É prática da polícia parar aleatoriamente indivíduos nas ruas e forçá-los a passarem por testes de urina para comprovar a presença de drogas. Quem se recusar têm de ficar 12 horas sob custódia.
O resultado de leis consideradas “abusivas” pela ONG Human Rights Watch se traduz em números. Dos cerca de 9.500 presos do país, 34% estão na cadeia por contravenções relativas à posse ou ao consumo de drogas, segundo um estudo recente da Universidade de Lausanne (Suíça).
O Bassiani é também protagonista na luta pelos direitos LGBT. Junto ao clube funciona uma segunda pista de dança, chamada de Horoom, que abriga mensalmente a mais conhecida festa gay do país.
Para entrar na noite de house music, os cerca de mil frequentadores passam por um processo de seleção: precisam informar suas redes sociais ao comprarem o ingresso online.
Caso optem por aparecer apenas na hora da festa, serão selecionados pelo segurança.
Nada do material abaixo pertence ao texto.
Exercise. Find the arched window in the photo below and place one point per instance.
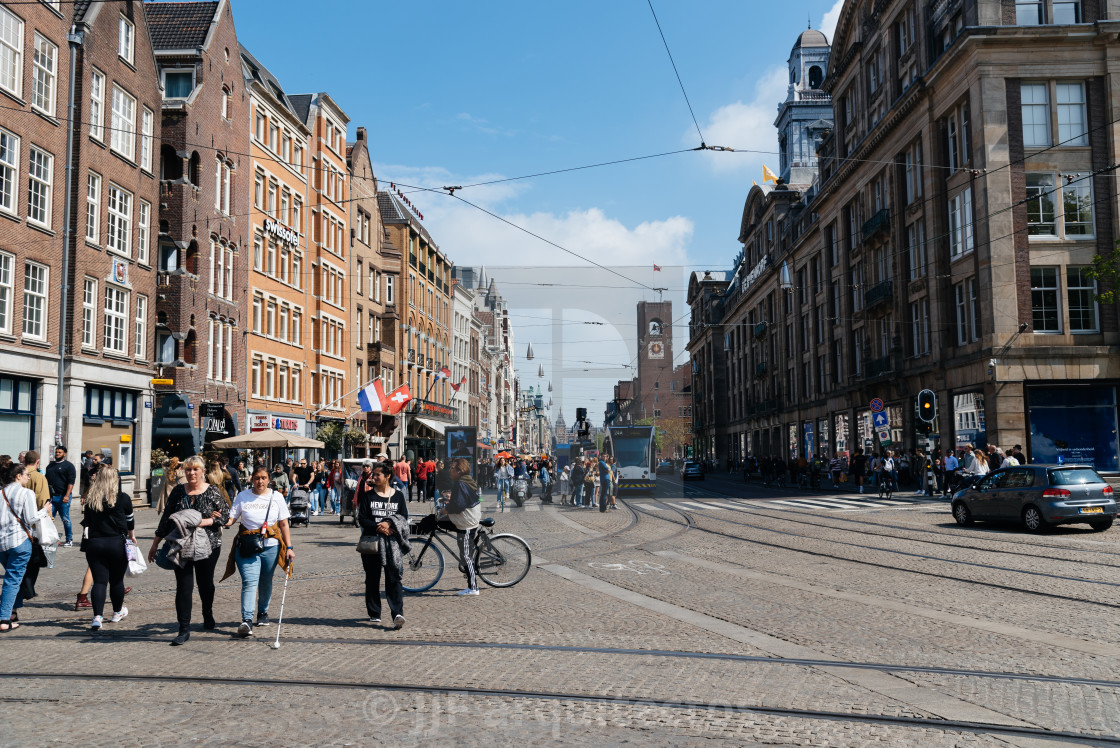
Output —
(195, 169)
(170, 165)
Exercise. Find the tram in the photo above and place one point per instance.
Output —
(635, 452)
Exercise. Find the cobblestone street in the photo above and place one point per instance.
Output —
(705, 614)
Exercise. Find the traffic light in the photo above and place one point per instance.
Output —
(927, 405)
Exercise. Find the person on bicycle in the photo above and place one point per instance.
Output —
(383, 512)
(464, 510)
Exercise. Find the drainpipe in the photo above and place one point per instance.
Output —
(75, 38)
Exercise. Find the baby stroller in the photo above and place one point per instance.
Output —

Getia diz isso é necessário para proteção dos “clubbers”.
O país só descriminalizou relações homossexuais em 2000, mas ainda assim presenciou, nos anos seguintes, episódios de violência física entre membros da Igreja Ortodoxa e ativistas conservadores, de um lado, e a comunidade LGBT, do outro.
Em 2013, minorias sexuais foram atacadas por padres e grupos armados com porretes enquanto marchavam pelas ruas da capital para marcar o dia internacional de luta contra a homofobia (17 de maio). Os clérigos haviam pedido que as autoridades cancelassem a caminhada, alegando que a homossexualidade se opõe a valores cristãos tradicionais.
Neste ano, uma cena semelhante se repetiu. Confrontos opuseram simpatizantes LGBT a grupos conservadores liderados pelo empresário Levan Vasadze –que tenta impedir a realização da primeira parada gay do país.
Vasadze conseguiu uma vitória parcial. A defensora pública Nino Lomjaria anunciou que o governo não teria como garantir a segurança dos participantes da marcha. Os organizadores dizem que o evento vai acontecer mesmo assim.
“Esses grupos de extrema direita defendem uma identidade imaginária do povo da Geórgia, e eles têm uma base porque o país é conservador”, diz Getia.
Para ele, o conservadorismo da nação do Cáucaso advém dos anos sob controle russo. “Perdemos as décadas de 1960,1970 e 1980 porque vivíamos dentro dentro de uma ‘caixa fechada’, sob domínio da União Soviética.”
Apesar do histórico de repressão, Getia tem certeza de que a vida LGBT no país vem melhorando.
“Há seis anos não se viam casais gays de mãos dadas na rua, mas agora sim. E além da Horoom surgiram outras festas. Não é um conto de fadas, mas é uma boa evolução.”